= Jadira =

Jadira refers to a people and territory believed by Norman Tindale to inhabit an area in the Pilbara region of Western Australia. The status of Jadira in the sense defined by Tindale has been recently questioned by Paul Burke.
==Ascribed country==
Tindale described the tribal boundaries of some 3,600 mi2 of land belonging to this "Jadira" people, in the following terms.3,600 sq. The Jadira occupied the areas about the middle sections of the Cane and Robe rivers, running south of Mount Minnie, and as far north as the Fortescue River. Their eastern frontier putatively fell short of the western scarp of the higher plateau of the Hamersley Ranges.

Tindale also added a list of alternative names for these Jadira:
- Kawarindjari, Kawarandjari
- Kawarandari
- Kawarindjara
- Kauarind'arri, Kauarndhari
- Garindjari
These terms represented Ngarluma exonyms applied to the Jadira, and bore the sense of "belonging to the west".

The only other information available to Tindale led him to suggest that some of the Jadira, a non-circumcising tribe, with the onset of European colonization, shifted eastwards to Ashburton Downs Station, while a second group moved to the mouth of the Fortescue River where they were assimilated into the Martuthinira. Traditionally, he added, their access to the coastal waters lay through Nhuwala (which Tindale spelt Noala) territory, between the Cane and Robe rivers, a practice Tindale described as "trespassing".

==Controversy==
Aboriginal Legal Aid lawyer and Land Council lawyer Paul Burke re-examined Tindale's papers and sources when, with regard to a native title claim, he had to work out the precise boundaries for another tribe in this area. He came to the conclusion that the Jadira people and their territory were a misnomer, a phantom category, inexplicably created by Tindale on otherwise very thin evidence.

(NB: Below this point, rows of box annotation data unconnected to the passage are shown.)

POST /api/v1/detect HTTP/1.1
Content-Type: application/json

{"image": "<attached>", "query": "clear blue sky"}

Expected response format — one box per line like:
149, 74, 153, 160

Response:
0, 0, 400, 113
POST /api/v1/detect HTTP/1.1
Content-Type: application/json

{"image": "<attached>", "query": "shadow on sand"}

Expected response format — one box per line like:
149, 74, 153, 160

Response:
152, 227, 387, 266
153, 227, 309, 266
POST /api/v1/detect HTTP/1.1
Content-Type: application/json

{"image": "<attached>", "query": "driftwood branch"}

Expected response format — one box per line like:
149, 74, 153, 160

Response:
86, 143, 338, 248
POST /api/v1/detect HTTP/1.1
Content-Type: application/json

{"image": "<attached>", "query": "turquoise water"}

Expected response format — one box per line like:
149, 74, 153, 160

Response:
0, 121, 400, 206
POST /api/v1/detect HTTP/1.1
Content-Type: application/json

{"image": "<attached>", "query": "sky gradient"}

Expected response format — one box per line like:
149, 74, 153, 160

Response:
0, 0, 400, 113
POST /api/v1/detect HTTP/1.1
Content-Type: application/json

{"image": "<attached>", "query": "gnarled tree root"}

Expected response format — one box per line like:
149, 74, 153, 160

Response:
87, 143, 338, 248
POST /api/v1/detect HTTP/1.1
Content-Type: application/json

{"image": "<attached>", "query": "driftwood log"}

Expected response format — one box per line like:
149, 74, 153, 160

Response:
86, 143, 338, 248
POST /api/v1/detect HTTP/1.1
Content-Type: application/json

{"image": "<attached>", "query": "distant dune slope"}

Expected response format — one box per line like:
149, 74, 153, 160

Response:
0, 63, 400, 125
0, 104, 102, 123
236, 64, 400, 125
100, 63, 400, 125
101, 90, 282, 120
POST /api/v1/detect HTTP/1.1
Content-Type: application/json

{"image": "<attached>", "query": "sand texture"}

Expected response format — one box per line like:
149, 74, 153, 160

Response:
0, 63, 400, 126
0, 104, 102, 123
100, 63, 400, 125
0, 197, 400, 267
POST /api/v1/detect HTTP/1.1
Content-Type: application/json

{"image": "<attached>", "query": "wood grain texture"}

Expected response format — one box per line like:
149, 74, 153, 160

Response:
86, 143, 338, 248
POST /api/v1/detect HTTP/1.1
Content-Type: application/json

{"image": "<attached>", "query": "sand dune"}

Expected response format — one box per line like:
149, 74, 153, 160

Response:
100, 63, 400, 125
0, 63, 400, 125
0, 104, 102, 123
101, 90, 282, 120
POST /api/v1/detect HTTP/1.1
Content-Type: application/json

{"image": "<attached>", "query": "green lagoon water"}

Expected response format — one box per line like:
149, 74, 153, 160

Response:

The primary source for Tindale's thesis lies in a single reference to the Kau'arndhäri (Note: Bates spells it two slightly different ways: "Kau'arndhäri", and "Kauarndhari".) in a 1914 paper by Daisy Bates, where Bates names it as one of four western Pilbara tribes – the others being the Ngarluma, the Kariera, and the Martuthinira – whose class system, governing marriages, is, she claimed, identical. (Note: Bates does however distinguish between cross-cousin marriage permitted by the Kariera and Ngarluma, but not by the Martuthinira or Kau'arndhäri, a statement which contradicts her prior remark that she did not have sufficient information on the last two regarding cross-cousin rules.) Bates does not mention the Jadira, but Tindale drew the conclusion that it was the endonym of the Kau'arndhäri, on the basis of a report by Carl Georg von Brandenstein, the first person to introduce the term 'Jadira,' and who glossed the latter term (Kau'arndhäri) by the former.